Economic, cultural and technological changes empowered women to push for reproductive choice, and in 1965 the U.S. Supreme Court decided Griswold v. Connecticut, finding that a state’s ban on contraceptives violated the right to marital privacy. To some, a woman in control of her own fertility threatened family and society. Reproductive choice made a lot of people very uncomfortable. Pushing past that discomfort, the majority of Americans came to recognize the right of couples themselves to decide on intimate, personal matters free from government intrusion.

Today, a new medical reality defines the border of acceptable autonomy. Remarkable advances in medical technology have prolonged the dying process and spurred questions about how and where we die. Gradually, a cultural shift is making discussions of death more acceptable in America. The demographic leviathan of the Baby Boomer Generation, whose attention was once on reproduction, increasingly confronts issues around their mortality. And in 2005, when Michael Schiavo asked who decides if his wife Terri should be allowed to die with dignity, Americans recoiled in horror as politicians tried to establish their right to override state courts and make end-of-life decisions.

The newest star in the constellation of autonomy and personal freedom emerges at the edge of life. Its light will shine fully when we establish the right of all terminally ill, mentally competent adults to control their last days. Securing the liberty to access medication one may choose to ingest to achieve a peaceful death establishes the over-riding principle that end-of-life decisions reside with patients themselves, not doctors, not politicians and not the government or religious leaders.

Local and national politicians may be uncomfortable publicly supporting this principle, but that’s expected. Social movements gain strength from the recognition that established powers are incapable of adapting to changing social needs and expectations.

Discomfort alone should not control laws. A 1986 Supreme Court case, Bowers v. Hardwick, upheld Georgia law against certain sex acts between consenting and loving adults. Justice Harry Blackmun dissented, citing “the rights of those whose choices upset the majority.” He wrote, “No matter how uncomfortable a certain group may make the majority of this Court, we have held that ‘[m]ere public intolerance or animosity cannot constitutionally justify the deprivation of a person’s physical liberty.’”  In 2003, Justice Blackmun’s logic prevailed, and Bowers v. Hardwick became obsolete.

Compassion & Choices serves people facing death and protects their choices: to accept offered treatment or not; to focus treatment primarily on the quantity of life or its quality; to die at home, in hospice or at the hospital. In Oregon, Washington and Montana they also have the legal choice – and only a small minority access it – to ask their doctor for medication to bring about a peaceful death.

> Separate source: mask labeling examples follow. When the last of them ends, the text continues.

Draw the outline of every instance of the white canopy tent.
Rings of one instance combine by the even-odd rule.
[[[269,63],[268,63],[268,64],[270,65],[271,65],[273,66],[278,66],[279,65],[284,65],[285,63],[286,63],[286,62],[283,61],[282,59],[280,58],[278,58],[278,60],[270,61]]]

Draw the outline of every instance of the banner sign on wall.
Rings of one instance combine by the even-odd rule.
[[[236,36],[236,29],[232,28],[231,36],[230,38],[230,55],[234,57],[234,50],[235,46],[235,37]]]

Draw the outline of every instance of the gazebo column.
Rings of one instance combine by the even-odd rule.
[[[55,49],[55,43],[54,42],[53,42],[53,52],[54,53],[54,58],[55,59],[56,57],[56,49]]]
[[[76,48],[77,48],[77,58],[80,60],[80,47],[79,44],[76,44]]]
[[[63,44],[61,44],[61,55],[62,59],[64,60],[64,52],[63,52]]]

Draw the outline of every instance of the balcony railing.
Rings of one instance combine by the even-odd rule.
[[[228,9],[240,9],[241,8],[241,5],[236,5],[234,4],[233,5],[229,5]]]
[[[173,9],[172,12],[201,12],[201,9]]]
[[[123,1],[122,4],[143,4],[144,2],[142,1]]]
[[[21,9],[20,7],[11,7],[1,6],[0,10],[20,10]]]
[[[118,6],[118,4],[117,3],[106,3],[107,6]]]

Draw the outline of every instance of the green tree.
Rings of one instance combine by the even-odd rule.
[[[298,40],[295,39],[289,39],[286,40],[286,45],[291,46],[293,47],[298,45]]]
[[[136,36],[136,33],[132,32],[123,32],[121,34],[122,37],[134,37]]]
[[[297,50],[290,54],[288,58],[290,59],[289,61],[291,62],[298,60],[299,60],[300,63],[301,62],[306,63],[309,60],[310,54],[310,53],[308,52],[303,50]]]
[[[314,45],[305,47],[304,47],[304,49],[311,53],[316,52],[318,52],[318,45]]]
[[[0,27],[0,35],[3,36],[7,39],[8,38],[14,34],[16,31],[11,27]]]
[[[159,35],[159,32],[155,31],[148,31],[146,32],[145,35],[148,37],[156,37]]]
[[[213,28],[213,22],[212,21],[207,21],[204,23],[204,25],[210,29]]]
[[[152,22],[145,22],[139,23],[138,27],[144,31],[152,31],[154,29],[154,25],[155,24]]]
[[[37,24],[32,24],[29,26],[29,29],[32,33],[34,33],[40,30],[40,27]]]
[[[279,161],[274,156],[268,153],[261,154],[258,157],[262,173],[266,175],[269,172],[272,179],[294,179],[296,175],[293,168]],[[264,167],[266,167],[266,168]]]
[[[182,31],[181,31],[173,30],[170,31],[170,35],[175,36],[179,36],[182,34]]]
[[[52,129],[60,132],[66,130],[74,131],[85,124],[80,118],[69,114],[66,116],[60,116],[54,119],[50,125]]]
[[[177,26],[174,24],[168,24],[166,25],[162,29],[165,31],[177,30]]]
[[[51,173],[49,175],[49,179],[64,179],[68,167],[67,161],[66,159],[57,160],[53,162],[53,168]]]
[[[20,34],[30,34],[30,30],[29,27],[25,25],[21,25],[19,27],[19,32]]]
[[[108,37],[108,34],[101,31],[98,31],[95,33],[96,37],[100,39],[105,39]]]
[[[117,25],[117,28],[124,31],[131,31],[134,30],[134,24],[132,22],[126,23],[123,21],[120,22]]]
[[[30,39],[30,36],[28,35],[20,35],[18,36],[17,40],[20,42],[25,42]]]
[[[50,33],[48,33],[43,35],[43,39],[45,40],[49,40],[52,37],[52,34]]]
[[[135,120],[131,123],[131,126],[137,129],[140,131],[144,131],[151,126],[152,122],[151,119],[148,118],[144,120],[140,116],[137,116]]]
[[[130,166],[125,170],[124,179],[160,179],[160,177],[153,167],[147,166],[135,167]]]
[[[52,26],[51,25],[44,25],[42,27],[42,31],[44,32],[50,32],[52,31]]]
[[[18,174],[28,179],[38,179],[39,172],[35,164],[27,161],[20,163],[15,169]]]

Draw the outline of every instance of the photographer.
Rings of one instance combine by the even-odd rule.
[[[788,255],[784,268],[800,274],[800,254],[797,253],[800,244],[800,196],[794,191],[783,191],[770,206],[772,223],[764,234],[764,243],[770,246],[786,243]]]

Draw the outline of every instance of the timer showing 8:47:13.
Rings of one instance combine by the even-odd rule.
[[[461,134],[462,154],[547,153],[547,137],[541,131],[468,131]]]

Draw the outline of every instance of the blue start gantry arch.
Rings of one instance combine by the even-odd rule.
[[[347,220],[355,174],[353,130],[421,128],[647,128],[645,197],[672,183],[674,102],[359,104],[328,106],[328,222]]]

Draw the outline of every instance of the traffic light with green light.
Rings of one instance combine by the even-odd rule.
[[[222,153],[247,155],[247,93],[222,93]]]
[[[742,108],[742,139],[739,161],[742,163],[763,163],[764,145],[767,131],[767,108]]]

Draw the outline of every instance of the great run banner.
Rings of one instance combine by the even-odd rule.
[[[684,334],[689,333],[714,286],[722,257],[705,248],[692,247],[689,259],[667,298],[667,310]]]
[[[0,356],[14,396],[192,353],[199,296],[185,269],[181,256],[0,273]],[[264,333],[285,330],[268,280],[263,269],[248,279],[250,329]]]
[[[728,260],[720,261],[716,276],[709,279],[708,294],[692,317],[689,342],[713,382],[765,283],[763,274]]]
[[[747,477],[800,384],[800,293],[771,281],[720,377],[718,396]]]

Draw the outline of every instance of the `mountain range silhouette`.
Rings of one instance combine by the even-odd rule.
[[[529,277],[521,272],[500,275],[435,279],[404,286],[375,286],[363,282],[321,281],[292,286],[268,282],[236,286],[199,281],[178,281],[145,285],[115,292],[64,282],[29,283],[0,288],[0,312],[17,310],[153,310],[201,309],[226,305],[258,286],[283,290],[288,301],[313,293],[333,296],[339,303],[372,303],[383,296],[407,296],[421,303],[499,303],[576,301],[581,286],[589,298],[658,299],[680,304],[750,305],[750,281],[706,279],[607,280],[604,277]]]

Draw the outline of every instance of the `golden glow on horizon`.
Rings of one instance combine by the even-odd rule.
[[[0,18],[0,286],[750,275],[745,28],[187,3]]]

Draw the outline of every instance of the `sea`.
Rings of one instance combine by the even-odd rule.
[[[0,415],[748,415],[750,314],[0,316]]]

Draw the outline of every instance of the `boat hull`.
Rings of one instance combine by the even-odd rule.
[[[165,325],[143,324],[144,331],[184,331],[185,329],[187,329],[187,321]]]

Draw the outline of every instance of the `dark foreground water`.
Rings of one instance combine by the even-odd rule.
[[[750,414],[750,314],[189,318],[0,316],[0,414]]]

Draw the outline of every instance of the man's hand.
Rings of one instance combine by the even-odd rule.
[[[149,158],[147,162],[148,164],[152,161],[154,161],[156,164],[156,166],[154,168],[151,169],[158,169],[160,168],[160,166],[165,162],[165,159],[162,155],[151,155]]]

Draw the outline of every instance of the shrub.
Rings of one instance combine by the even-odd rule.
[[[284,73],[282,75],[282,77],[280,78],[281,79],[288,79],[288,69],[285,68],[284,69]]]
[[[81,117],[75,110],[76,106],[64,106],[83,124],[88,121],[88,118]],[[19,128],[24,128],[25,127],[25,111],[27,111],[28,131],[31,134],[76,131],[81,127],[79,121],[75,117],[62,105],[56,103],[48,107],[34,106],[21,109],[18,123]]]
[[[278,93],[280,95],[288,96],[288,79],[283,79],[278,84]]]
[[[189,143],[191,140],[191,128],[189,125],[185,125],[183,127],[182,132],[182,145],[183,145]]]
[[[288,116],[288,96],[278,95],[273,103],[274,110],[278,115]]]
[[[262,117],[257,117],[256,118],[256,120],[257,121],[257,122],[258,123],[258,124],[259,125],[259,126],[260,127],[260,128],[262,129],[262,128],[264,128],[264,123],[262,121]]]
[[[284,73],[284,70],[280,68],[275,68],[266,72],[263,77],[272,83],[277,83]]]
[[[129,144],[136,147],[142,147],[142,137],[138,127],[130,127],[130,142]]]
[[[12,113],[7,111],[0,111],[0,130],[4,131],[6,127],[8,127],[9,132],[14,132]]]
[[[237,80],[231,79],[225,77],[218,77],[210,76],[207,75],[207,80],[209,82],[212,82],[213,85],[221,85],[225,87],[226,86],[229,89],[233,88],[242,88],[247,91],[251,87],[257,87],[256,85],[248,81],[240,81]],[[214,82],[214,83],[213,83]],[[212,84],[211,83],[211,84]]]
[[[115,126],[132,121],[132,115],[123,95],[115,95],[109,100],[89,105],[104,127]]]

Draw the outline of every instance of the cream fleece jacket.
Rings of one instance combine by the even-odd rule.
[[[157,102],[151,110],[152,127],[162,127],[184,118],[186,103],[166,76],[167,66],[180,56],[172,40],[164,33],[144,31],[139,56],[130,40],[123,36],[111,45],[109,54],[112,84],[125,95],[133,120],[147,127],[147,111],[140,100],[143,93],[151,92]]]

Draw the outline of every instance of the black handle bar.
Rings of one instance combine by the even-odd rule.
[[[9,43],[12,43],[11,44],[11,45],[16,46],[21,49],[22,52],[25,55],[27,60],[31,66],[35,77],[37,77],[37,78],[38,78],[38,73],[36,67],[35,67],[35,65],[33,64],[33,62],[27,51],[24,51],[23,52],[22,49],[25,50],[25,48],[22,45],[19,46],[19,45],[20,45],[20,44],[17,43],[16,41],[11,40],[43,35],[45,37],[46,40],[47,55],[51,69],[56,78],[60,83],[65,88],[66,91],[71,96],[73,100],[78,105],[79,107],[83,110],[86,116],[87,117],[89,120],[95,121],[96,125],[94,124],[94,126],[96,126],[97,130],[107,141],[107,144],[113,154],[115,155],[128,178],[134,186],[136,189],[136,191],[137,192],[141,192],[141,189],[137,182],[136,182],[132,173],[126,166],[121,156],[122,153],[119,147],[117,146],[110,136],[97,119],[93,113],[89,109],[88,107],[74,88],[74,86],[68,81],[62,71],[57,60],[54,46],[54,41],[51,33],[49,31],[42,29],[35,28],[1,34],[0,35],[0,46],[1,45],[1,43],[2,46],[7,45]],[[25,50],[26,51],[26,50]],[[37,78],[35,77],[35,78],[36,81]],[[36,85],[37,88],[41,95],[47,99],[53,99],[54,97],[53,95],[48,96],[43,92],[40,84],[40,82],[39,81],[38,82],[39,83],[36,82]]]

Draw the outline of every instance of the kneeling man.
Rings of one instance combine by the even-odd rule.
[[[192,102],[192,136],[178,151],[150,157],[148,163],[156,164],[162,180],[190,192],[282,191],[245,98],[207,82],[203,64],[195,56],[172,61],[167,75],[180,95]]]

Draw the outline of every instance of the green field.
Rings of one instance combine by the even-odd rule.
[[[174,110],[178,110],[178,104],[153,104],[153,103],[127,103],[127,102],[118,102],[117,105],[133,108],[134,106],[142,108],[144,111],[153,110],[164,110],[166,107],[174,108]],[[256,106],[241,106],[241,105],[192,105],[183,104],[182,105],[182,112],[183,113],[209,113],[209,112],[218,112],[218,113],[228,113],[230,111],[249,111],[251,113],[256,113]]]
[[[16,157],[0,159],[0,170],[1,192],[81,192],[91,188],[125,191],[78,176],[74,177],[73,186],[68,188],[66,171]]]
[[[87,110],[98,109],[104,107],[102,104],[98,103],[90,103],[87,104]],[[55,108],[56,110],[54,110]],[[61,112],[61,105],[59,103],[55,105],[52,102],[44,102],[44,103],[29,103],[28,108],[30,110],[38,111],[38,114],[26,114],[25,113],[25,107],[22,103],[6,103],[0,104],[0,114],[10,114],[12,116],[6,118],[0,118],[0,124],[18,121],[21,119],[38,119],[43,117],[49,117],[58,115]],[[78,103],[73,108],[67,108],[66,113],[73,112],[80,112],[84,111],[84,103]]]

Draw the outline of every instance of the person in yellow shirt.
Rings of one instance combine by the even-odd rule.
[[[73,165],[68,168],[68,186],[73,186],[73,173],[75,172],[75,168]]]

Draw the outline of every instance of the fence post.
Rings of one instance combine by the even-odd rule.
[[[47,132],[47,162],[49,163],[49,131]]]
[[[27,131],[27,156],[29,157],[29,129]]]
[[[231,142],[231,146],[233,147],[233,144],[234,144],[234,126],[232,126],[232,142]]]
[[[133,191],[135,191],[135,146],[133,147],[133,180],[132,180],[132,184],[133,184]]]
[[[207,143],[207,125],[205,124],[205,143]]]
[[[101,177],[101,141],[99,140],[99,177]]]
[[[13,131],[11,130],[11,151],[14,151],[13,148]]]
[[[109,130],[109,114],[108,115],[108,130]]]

The next great human liberty battle is to establish the right of every American to exercise such choices, the intimate, personal end-of-life choices that seem to make so many people uncomfortable.

Who decides if a dying patient can ask their doctor to help them to a humane and peaceful death? As never before, that is a question that galvanizes American opinion. That is the question emerging as the brightest star on society’s horizon. Compassion and Choices works not only for those facing the end of life, but for all those who chart the path of social progress by the constellation of human liberty.